Monday, July 18, 2011

Trends in the data...

As a research biologist I am always looking for patterns in the environment or in the data that I collect that could lead to new conclusions and knowledge about the species we study. Usually these patterns are mostly hidden from view and we rely on statistics to tease them out. During my recent field season I noticed a very strong trend regarding the six non-failed goshawk nests were were monitoring at the end of my seventh week in the field. It appeared that the late spring weather might have had an impact on the number of nestlings. The earliest hatching nest (as determined by the age of the nestling) only had a single nestling, where the two latest hatching nests each had three!. A plot of the six nests looks like this...

Northern Goshawk nestling counts by hatching date for first six nests discovered.

Look at that amazing trend line. Not surprisingly with a pattern like that the trend is very significant. A simple regression has a p value less the 0.001 and an r-square of 0.95. This is unheard of in ecological research. To have such a strong p-value and r-square value with only six points is amazing. This was definitely looking like a strong conclusion. I looked through my research summaries (Book: The Goshawk by Robert Kenward) for other research with the same conclusion. I didn't find any. While this book is not comprehensive, it is nearly so. I became more optimistic that we might be on to something.

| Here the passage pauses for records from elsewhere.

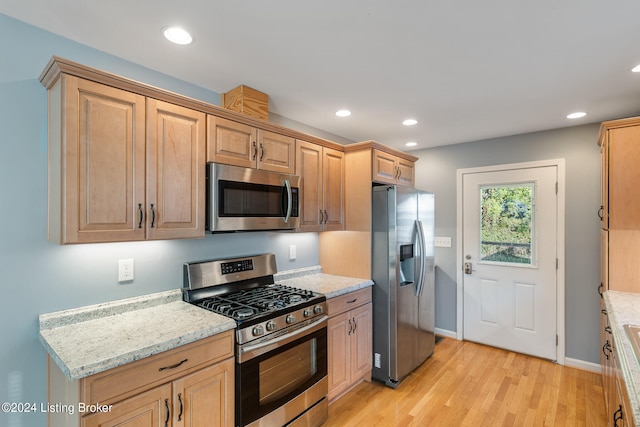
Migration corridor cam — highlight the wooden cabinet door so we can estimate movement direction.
[397,158,415,187]
[327,312,351,400]
[80,384,172,427]
[257,130,296,173]
[207,115,258,168]
[598,140,609,229]
[173,358,235,427]
[322,148,345,230]
[146,99,206,239]
[371,150,398,184]
[350,303,372,380]
[58,76,145,243]
[607,126,640,230]
[296,140,323,231]
[599,228,615,293]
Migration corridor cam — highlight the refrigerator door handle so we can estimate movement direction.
[416,220,427,296]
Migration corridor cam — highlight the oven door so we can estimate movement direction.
[236,316,328,426]
[207,163,300,232]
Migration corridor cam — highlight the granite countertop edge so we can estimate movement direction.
[274,266,373,299]
[604,291,640,426]
[38,266,373,381]
[38,289,236,381]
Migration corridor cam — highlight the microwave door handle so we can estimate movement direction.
[284,179,293,224]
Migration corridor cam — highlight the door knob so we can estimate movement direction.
[464,262,473,274]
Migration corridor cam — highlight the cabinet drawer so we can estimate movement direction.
[81,331,233,404]
[327,287,371,316]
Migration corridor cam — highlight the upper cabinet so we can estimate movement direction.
[207,115,295,173]
[44,74,206,243]
[40,57,417,246]
[49,75,146,243]
[145,98,206,239]
[371,148,415,187]
[598,117,640,292]
[296,140,345,231]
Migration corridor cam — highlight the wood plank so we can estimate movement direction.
[324,338,607,427]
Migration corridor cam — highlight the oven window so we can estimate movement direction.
[236,327,327,426]
[259,340,318,405]
[218,180,286,218]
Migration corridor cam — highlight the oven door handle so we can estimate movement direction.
[240,316,329,362]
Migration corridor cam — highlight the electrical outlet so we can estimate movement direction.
[118,259,133,283]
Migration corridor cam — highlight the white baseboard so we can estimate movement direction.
[564,357,602,374]
[435,328,458,339]
[435,328,602,374]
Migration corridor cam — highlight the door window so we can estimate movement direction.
[480,182,535,266]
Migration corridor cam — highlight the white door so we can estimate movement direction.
[462,166,558,360]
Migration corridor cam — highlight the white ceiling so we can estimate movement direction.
[5,0,640,150]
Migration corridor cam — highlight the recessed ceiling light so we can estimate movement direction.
[162,27,193,45]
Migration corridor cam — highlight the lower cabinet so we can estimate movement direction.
[327,288,372,402]
[600,302,635,427]
[48,331,235,427]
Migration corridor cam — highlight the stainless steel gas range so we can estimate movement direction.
[183,254,328,427]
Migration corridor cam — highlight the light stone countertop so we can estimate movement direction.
[604,291,640,426]
[274,266,373,298]
[39,289,236,381]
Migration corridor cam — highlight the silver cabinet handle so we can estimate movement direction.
[284,179,293,224]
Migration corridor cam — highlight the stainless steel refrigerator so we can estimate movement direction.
[371,185,435,388]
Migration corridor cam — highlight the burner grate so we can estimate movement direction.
[196,284,314,320]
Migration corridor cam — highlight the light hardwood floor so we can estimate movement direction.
[323,338,608,427]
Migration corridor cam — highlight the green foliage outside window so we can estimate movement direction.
[480,184,534,264]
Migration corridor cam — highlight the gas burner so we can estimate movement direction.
[286,295,302,304]
[231,307,254,319]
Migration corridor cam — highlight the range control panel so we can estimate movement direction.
[220,259,253,274]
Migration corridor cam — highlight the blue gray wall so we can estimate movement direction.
[412,124,600,363]
[0,10,599,427]
[0,14,318,427]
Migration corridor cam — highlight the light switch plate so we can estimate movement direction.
[435,237,451,248]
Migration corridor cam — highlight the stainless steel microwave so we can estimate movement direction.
[207,163,300,233]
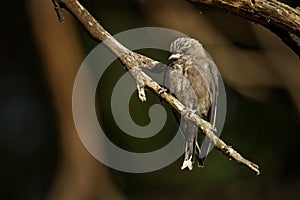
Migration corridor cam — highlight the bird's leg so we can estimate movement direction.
[181,139,196,170]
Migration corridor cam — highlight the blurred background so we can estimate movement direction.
[0,0,300,200]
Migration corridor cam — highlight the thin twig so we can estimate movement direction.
[188,0,300,57]
[53,0,260,175]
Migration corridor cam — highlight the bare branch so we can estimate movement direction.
[188,0,300,57]
[53,0,260,175]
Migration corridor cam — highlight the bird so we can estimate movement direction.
[164,37,220,170]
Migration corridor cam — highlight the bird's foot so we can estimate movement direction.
[181,158,193,170]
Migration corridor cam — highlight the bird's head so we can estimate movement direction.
[169,37,204,61]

During week eight, we performed our job too well. We discovered two more occupied nests and these two did not fit the mold. Adding these two points into the analysis produced a picture that looks like this... (new points in red)

Northern Goshawk nestling counts by hatching date for all eight nests discovered.

The statistical significance goes right out the window... The p-value rises to 0.27 and the R-square drops to 0.06. The only trend remaining in the regression line is almost entirely influenced by the first point.

The lack of significance does not mean that early season nests didn't faced unique challenges affecting brood size, it just means that this study cannot conclude that there is a correlation.

Brood size by hatch date is not part of my thesis, but it might have been nice to have a freebie significant result. Anyway, I would rather have the two new nests for my thesis, which is challenged by sample size, than concluding brood size is related to hatch date.